Lessons from the Election: Stop Blaming the Media
This is the second post of three in my short series of lessons from the election. My first post focused on how the Labour Party must move from being a ‘party of protest’ to becoming a government in waiting. You can find that post here. In this second post, I will focus on the post-election blame game and why we must stop blaming the media.
Shortly after the exit poll was published at 10pm on Thursday 12 December 2019, the blame game started. The Labour Party was facing its worst defeat since 1935. This defeat fell against a Tory government that had presided over 10 years of austerity, a fall in real wages and years of disastrous Brexit negotiations. To make matters worse the Tories were led by a charlatan who had only recently been found by the Supreme Court to have lied to the Queen. The electorate still preferred them to us and the race was on to win the narrative as to why.
Naturally, the official party line was that we needed a period of reflection to digest the election result before discussing in depth what exactly was to blame for such a disastrous defeat. In reality, that reflection lasted less than 30 minutes and the arguments unsurprisingly fell along factional party lines.
Broadly speaking, Jeremy Corbyn’s supporters blamed Brexit. Their argument was that we lost support in working-class, post-industrial towns that had a larger proportion of Leave voters. For them, the Party’s support for a second referendum was the reason we lost the election. The Corbyn-sceptics blamed the leadership. The report from the doorstep (and indeed in certain polls since the election) was that Jeremy Corbyn’s leadership was an issue for many voters. So much for that period of quiet reflection.
Of course, the official party line was actually the correct one to take. No one person or faction within the party can claim to know the full reason for the Labour Party’s defeat. This was a strange election and as we know the electorate can be difficult to predict. When looking at voting patterns, you are looking at the opinions of a wide cross-section of society. From poor to rich, old to young, northern to southern – each voter had their own reason for choosing to vote the way that they did.
No doubt, some people will not have voted for the Labour Party because of its position on Brexit and others because of Jeremy Corbyn’s leadership. However, these were not the only issues in play at the election. A number of voters will not have voted Labour because of the reports of anti-Semitism within the Party and others because they did not believe that our manifesto was achievable. It was always far too simplistic in the immediate aftermath of the election to put the blame on one factor or another. A period of quiet reflection and listening to the electorate was needed and still is.
One blame game that the Labour Party will not win is with the media. Since the election result, a number of senior figures across the Party have made a number of public allegations against the media. According to those figures, the Labour Party could not win the last election because of the damage caused by personal attacks in the right-wing media on the Leadership and biased BBC coverage. Indeed, this position was repeated at length at my recent local Branch meeting to discuss the election.

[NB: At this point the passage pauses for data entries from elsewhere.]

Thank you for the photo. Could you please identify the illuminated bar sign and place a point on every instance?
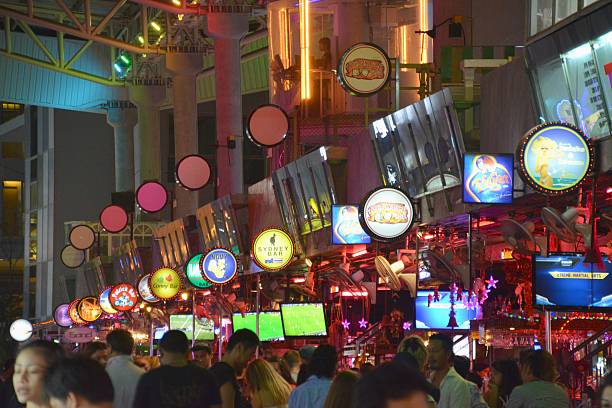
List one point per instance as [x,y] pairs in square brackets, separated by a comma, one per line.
[165,283]
[194,273]
[364,69]
[89,309]
[273,249]
[386,214]
[555,157]
[488,178]
[219,266]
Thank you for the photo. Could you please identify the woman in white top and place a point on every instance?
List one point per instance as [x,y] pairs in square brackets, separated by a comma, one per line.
[266,386]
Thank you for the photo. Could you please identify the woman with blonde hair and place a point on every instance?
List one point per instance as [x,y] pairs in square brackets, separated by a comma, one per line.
[266,386]
[342,391]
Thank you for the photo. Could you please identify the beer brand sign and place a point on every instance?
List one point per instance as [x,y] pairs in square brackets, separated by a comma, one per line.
[386,214]
[165,283]
[273,249]
[364,69]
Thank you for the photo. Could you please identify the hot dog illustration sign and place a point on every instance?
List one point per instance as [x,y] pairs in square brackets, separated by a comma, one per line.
[219,266]
[386,214]
[165,283]
[273,249]
[364,69]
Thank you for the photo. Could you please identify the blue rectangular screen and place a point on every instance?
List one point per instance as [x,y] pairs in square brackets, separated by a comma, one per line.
[346,229]
[437,314]
[205,328]
[304,319]
[565,280]
[270,325]
[488,178]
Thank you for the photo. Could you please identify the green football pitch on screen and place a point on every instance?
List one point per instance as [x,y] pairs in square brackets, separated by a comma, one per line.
[270,325]
[304,319]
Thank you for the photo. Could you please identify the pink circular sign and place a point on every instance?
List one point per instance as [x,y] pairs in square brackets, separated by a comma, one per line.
[193,172]
[268,125]
[151,196]
[82,237]
[113,218]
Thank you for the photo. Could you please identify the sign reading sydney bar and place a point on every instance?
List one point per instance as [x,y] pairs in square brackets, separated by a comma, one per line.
[386,214]
[273,249]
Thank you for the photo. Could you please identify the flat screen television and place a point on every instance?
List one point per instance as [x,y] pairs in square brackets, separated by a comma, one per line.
[436,315]
[270,325]
[346,229]
[488,178]
[205,328]
[564,280]
[304,319]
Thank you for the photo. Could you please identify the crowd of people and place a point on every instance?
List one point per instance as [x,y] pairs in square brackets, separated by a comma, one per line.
[106,375]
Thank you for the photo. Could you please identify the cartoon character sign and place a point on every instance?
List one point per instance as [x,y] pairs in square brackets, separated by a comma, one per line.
[488,178]
[346,227]
[555,157]
[219,266]
[123,297]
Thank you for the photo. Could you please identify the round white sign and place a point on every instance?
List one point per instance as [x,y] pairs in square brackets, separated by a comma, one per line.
[386,214]
[364,69]
[21,330]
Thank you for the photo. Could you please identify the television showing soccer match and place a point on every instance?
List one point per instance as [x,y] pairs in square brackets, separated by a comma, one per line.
[566,281]
[303,319]
[270,324]
[205,328]
[435,314]
[346,229]
[488,178]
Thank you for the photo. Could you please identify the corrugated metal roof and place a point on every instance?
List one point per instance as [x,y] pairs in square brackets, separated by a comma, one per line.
[29,84]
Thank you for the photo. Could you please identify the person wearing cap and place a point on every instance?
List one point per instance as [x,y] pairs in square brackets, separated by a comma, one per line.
[306,353]
[202,355]
[176,384]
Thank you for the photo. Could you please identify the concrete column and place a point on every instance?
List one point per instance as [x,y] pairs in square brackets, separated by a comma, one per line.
[228,29]
[184,68]
[122,116]
[147,157]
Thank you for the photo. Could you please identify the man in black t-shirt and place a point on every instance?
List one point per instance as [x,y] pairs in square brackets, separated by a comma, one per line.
[240,350]
[176,384]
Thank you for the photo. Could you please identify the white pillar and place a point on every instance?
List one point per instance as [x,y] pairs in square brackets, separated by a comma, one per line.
[184,68]
[147,156]
[122,116]
[228,29]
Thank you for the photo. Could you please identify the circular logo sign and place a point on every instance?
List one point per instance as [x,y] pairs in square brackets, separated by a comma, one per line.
[73,313]
[61,316]
[21,330]
[193,272]
[89,309]
[555,157]
[165,283]
[144,290]
[273,249]
[105,302]
[364,69]
[219,266]
[123,297]
[268,125]
[386,214]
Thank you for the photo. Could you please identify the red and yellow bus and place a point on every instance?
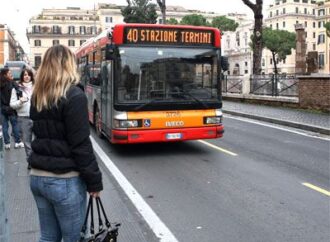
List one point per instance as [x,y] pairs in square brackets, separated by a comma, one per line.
[153,83]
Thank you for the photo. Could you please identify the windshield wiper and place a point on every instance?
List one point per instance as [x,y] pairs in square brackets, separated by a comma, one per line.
[147,103]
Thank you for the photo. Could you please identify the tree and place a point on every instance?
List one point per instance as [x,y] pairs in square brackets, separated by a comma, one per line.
[162,6]
[140,11]
[279,42]
[224,24]
[172,21]
[194,19]
[257,34]
[327,28]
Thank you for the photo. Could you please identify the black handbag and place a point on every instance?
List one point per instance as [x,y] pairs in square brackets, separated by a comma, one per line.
[105,233]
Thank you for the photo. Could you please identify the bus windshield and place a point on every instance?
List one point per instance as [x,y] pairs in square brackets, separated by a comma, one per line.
[156,75]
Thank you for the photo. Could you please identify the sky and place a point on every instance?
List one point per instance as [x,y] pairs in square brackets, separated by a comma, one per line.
[16,13]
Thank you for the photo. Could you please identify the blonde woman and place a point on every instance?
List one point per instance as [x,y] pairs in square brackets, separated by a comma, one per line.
[63,165]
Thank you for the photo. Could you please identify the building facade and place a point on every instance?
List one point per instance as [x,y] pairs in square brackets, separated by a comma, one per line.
[73,26]
[10,49]
[70,27]
[284,15]
[235,45]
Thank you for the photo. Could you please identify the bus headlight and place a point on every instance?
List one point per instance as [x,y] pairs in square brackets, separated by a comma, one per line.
[126,123]
[213,120]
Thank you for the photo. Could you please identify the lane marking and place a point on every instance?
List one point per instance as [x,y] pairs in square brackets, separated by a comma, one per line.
[218,148]
[321,190]
[156,225]
[276,127]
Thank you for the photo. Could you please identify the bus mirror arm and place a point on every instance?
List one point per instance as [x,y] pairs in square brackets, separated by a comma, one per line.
[110,52]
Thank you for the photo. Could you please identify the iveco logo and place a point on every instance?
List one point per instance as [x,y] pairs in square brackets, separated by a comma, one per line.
[174,123]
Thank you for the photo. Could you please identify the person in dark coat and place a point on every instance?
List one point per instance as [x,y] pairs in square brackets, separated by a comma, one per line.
[63,165]
[8,114]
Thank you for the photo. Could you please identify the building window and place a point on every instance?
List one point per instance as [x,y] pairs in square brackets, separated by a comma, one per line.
[237,39]
[321,60]
[36,29]
[108,19]
[71,30]
[71,42]
[56,42]
[37,42]
[56,29]
[321,12]
[82,29]
[321,39]
[37,61]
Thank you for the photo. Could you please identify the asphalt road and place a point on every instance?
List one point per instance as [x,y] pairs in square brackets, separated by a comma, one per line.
[201,192]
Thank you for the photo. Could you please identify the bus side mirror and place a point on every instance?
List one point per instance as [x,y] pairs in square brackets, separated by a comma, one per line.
[110,52]
[224,63]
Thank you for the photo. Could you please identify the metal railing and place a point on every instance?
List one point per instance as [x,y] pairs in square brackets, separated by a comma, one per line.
[232,84]
[274,85]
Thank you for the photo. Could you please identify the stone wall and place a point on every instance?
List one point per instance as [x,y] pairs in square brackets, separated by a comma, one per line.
[314,92]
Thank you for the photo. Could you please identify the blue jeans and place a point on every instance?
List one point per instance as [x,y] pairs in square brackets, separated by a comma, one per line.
[61,204]
[5,128]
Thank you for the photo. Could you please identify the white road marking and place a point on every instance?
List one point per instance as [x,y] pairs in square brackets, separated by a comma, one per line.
[276,127]
[217,148]
[156,225]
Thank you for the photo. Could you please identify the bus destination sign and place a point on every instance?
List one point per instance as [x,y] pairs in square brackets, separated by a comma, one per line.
[172,36]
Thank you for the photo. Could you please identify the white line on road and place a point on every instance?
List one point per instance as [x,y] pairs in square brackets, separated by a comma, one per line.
[276,127]
[218,148]
[156,225]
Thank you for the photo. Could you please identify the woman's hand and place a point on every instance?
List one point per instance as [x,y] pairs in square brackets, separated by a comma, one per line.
[94,194]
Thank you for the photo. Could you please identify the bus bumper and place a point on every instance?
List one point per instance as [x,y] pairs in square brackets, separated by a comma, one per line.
[166,135]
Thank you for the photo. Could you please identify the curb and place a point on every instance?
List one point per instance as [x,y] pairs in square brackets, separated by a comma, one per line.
[312,128]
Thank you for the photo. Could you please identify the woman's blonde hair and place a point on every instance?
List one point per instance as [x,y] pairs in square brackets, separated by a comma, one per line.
[57,72]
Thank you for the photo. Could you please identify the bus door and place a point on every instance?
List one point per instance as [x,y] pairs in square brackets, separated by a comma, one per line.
[106,96]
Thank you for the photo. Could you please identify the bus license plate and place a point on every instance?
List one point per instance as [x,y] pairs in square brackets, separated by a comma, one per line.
[174,136]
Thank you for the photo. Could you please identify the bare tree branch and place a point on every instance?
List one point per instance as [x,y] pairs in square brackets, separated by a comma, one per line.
[249,4]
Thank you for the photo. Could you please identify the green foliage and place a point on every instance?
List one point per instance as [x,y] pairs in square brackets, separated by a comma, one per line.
[172,21]
[224,24]
[279,42]
[327,28]
[194,19]
[140,11]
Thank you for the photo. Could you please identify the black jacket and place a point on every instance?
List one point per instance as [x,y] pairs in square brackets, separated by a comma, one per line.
[62,141]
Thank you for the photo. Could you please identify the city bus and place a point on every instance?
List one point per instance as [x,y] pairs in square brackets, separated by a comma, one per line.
[153,83]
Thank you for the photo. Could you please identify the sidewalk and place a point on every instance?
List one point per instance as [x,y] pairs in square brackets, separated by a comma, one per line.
[297,118]
[22,211]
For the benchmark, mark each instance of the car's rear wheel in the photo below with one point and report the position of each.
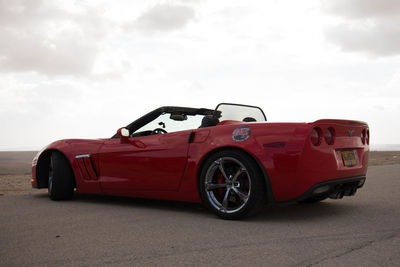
(61, 177)
(231, 185)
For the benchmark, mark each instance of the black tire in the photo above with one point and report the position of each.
(312, 200)
(238, 193)
(61, 178)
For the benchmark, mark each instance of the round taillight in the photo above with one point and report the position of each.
(329, 135)
(363, 136)
(315, 136)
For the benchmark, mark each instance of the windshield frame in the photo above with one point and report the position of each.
(217, 112)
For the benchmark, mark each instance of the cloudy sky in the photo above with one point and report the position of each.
(83, 69)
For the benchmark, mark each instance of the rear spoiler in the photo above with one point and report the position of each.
(341, 122)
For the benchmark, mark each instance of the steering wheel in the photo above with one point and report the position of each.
(158, 131)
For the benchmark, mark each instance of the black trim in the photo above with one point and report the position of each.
(333, 183)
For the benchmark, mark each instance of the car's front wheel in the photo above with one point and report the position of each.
(231, 185)
(61, 177)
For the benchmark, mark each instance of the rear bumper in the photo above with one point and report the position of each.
(336, 188)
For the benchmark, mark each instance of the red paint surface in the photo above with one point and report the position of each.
(166, 166)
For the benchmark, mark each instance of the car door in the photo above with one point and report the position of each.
(147, 163)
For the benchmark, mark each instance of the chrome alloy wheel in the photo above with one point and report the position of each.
(227, 185)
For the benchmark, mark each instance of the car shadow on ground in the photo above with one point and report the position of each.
(271, 213)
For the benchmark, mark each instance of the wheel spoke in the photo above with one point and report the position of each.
(214, 186)
(242, 196)
(225, 201)
(222, 170)
(238, 173)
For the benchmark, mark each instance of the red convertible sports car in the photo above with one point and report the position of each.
(230, 159)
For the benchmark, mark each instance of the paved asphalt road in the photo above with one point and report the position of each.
(92, 230)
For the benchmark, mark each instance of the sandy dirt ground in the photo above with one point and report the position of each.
(15, 169)
(363, 230)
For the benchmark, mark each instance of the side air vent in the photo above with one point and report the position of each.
(86, 167)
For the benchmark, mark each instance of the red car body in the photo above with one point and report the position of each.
(167, 166)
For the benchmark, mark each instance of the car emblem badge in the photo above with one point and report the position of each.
(241, 133)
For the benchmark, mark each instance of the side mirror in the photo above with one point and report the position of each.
(123, 134)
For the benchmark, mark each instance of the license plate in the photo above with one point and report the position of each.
(349, 158)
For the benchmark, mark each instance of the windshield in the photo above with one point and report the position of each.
(240, 113)
(165, 122)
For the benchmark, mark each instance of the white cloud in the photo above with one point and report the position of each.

This is where we need to be careful. There is of course some merit to these arguments, particularly in relation to the print media. The most widely read newspapers in the UK are for the most part controlled by incredibly wealthy owners who have much more to gain from a Conservative government than a Labour government. They are in a position to shape an election and attack the Left with a severity and consistency that is not applied to the Right. There has also been a rise in ‘fake news’ in the past decade and it appears that less oversight is given to ensure that news articles are factual and evidence based.
The arguments against the BBC have slightly less credit. Indeed, a number of Conservative commentators have complained since the election that the BBC coverage was biased against them as well. Who can forget Andrew Neil’s viral video calling out Boris Johnson for avoiding scrutiny by failing to attend a leader’s interview. It was hardly all positive press for the Prime Minister.
Whatever your position on the media, and I am sure there will be many of you that disagree, one thing that we can hopefully all agree on is that this is not a recent phenomenon. Labour leaders throughout history have been held to a much higher standard than their Conservative counterparts. Nor is this going to change, especially when the Labour Party is in opposition and unable to make any lasting reform. We know that when we fight the next General Election we will be up against the media and we need to plan our campaign around that.
Most importantly we need to stop the public blame game. As I have set out above, people vote in general elections for a whole manner of reasons. We may not agree with them but it is their right to vote as they see fit and their votes are not any less valid. By blaming the media we are telling those voters that they did not know what they were voting for. That they were duped into voting for the Conservative Party by the ‘nasty right-wing’ media.
To do so is to fail to learn our lessons from the EU Referendum. Pointing out the lies in the Leave campaign did not change voters’ minds. If anything, it entrenched their positions further and fuelled the divide that fed into the election result. Blaming the media will not win over voters and will actually harm our chances of winning the next election.
Right now, we need to listen. We need to reach out to communities that we have lost, to find out their concerns and to listen to them properly. We will not win the next election by remaining in our bubble, by reaching out to our strongholds in metropolitan areas or even (somewhat controversially) our members. At the next election, we need to turn Tory votes into Labour votes and we can only do that by listening to Tory voters. That process starts now and is something that the next leader will need to press on with.
Alex is an employment solicitor and a Young Fabian member.